働き方改革によって「働きやすさ」は大きく改善しました。しかし、多くの企業が直面している課題――若手の早期離職、エンゲージメント低下、成長実感の欠如――は、制度整備だけでは解決できません。その鍵を握るのが「働きがい」です。本コラムでは、動機づけ理論やワーク・エンゲイジメント研究をもとに、働きがいの構造を科学的に解説し、企業が取り組むべき組織デザインの要点を整理します。採用競争の激化、生産性向上、人材定着が求められる今こそ、働きがいの理解が企業競争力を左右します。
はじめに:働きやすさ改革の“次の課題”とは
日本企業の労働環境はこの10年で大きく変化しました。長時間労働の是正、有給休暇取得の義務化、待遇改善、働く場所や時間の柔軟化など、「働きやすさ」の実現に向けた改革が確実に進んだのは確かです。かつては制度面の問題が「働きにくさ」の主要因でしたが、その多くは政策的・制度的な取り組みによって一定の改善が見られるようになりました。

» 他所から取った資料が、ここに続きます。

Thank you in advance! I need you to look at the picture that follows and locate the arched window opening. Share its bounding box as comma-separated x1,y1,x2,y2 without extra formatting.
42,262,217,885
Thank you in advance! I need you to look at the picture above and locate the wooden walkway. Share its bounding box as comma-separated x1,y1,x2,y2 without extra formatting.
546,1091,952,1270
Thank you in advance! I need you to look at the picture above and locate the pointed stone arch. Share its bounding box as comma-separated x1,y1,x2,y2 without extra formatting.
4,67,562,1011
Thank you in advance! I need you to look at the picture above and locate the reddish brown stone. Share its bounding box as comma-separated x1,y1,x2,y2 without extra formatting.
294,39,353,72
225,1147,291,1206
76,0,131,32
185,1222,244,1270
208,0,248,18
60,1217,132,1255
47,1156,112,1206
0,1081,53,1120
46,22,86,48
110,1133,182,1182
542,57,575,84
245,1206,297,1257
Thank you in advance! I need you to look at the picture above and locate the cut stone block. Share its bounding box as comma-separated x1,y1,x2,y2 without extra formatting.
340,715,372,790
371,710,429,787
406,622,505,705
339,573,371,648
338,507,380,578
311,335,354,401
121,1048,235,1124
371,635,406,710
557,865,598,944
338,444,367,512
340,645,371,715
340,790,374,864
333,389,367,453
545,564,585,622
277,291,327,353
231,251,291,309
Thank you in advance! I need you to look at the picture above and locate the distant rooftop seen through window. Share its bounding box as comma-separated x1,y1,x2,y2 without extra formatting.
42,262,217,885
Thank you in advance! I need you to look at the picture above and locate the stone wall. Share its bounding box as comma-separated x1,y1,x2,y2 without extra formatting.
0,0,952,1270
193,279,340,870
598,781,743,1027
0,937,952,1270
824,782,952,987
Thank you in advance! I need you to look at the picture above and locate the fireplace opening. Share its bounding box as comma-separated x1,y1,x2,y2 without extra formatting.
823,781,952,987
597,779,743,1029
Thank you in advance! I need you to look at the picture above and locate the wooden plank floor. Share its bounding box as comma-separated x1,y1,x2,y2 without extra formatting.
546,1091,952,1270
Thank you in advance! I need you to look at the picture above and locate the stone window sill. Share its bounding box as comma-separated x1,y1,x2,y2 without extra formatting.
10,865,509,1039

・リクルートワークス研究所 2016~2020年の比較調査
働き方改革関連法以降「職場の働きやすさ」は向上している(孫,2021)
・デロイトトーマツグループ 2022年調査
ワークスタイル改革を「完了」および「推進中」「計画中」:94%
ワークスタイル改革に「効果が感じられる」「部分的に感じられる」:85%
しかし現場の声に耳を傾けると、次のような本質的な課題が浮かび上がってきます。
「働きやすくはなったが、仕事への前向きな気持ちは以前より低い」
「制度は整っているのに成長実感がない」
「従業員エンゲージメントが期待ほど改善しない」
このギャップはどこから生じているのでしょうか。
心理学者としての私の立場からは、「働きやすさ」と「働きがい」を分けて理解する必要性が高まっていると考えています。「働きやすさ」は不満の解消にはつながりますが、必ずしも「働きがい」の向上、すなわち前向きなエネルギーや主体的な関与を生み出すわけではありません。両者は異なる心理メカニズムを持っているのです。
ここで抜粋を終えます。